Inzicht in perspectief Compressie en verlenging
Het belangrijkste om te onthouden is dat brandpuntsafstand zelf de * werkelijke * vorm van het gezicht niet verandert. Wat het verandert is het perspectief van de scène, die op zijn beurt beïnvloedt hoe het gezicht * lijkt * te worden gevormd. Dit wordt aangedreven door de veranderende relatie tussen de grootte van objecten dichter bij de camera versus objecten verder weg.

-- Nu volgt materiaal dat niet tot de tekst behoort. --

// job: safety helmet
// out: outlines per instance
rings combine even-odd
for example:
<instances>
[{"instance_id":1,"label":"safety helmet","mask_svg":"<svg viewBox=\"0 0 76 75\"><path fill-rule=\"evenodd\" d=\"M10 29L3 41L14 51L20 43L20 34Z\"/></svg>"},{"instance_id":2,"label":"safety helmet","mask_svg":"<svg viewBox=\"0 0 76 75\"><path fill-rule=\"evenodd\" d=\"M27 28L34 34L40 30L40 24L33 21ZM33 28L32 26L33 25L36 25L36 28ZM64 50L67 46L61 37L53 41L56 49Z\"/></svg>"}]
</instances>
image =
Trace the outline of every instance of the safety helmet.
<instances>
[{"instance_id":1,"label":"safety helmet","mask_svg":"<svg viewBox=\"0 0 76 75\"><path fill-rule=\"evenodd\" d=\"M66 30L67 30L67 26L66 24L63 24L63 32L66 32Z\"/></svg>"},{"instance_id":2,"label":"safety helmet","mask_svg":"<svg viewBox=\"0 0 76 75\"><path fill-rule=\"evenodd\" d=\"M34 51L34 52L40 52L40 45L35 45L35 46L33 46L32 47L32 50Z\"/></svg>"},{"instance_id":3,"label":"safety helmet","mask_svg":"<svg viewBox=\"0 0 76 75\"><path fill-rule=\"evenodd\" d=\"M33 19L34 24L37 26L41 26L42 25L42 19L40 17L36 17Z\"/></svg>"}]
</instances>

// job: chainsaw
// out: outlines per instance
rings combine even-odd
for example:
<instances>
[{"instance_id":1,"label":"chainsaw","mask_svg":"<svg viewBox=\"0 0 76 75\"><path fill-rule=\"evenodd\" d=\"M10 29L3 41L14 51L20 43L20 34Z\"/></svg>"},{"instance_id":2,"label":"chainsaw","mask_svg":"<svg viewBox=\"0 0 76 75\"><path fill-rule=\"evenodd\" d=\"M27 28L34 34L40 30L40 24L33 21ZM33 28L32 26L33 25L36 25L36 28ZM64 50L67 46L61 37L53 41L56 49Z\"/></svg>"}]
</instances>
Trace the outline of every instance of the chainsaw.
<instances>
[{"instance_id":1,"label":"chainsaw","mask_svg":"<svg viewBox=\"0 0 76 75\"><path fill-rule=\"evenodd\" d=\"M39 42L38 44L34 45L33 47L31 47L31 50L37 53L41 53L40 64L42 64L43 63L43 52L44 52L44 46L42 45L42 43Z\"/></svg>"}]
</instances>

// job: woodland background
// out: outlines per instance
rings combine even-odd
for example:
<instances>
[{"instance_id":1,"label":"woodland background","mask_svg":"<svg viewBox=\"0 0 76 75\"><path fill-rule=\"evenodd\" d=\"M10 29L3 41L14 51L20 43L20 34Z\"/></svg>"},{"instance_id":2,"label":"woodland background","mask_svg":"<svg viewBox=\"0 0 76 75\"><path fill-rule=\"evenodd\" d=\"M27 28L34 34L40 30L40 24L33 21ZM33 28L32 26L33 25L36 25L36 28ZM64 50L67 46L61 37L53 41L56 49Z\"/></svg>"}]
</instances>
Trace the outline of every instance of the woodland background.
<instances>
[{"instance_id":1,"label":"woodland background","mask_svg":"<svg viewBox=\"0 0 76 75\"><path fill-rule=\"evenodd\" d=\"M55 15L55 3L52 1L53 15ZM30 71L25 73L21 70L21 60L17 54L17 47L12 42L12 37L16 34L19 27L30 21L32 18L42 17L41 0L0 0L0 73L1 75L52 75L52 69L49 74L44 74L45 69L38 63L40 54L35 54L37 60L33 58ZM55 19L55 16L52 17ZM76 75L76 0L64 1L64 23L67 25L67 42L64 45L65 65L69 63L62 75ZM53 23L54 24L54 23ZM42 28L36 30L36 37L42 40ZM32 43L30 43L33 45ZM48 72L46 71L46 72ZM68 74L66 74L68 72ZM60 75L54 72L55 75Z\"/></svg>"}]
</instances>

* Perspectief Compressie: Langere brandpuntsafstand (telelenzen) comprimeren het perspectief. Dit betekent dat het verschil in duidelijke grootte tussen objecten dichter bij de camera en objecten verder weg wordt verminderd. In portretten zorgt dit ervoor dat functies zoals de neus en oren dichter in grootte lijken, wat resulteert in een plattere, meer gecomprimeerde look.
* Perspectief verlenging: Kortere brandpuntsafstand (groothoeklenzen) overdrijven perspectief. Objecten dichter bij de camera lijken veel groter en objecten verder weg lijken veel kleiner. In portretten kan hierdoor functies zoals de neus groter en prominenter lijken, terwijl de oren kleiner en verder terug lijken, waardoor een meer langwerpige of vervormde look ontstaat.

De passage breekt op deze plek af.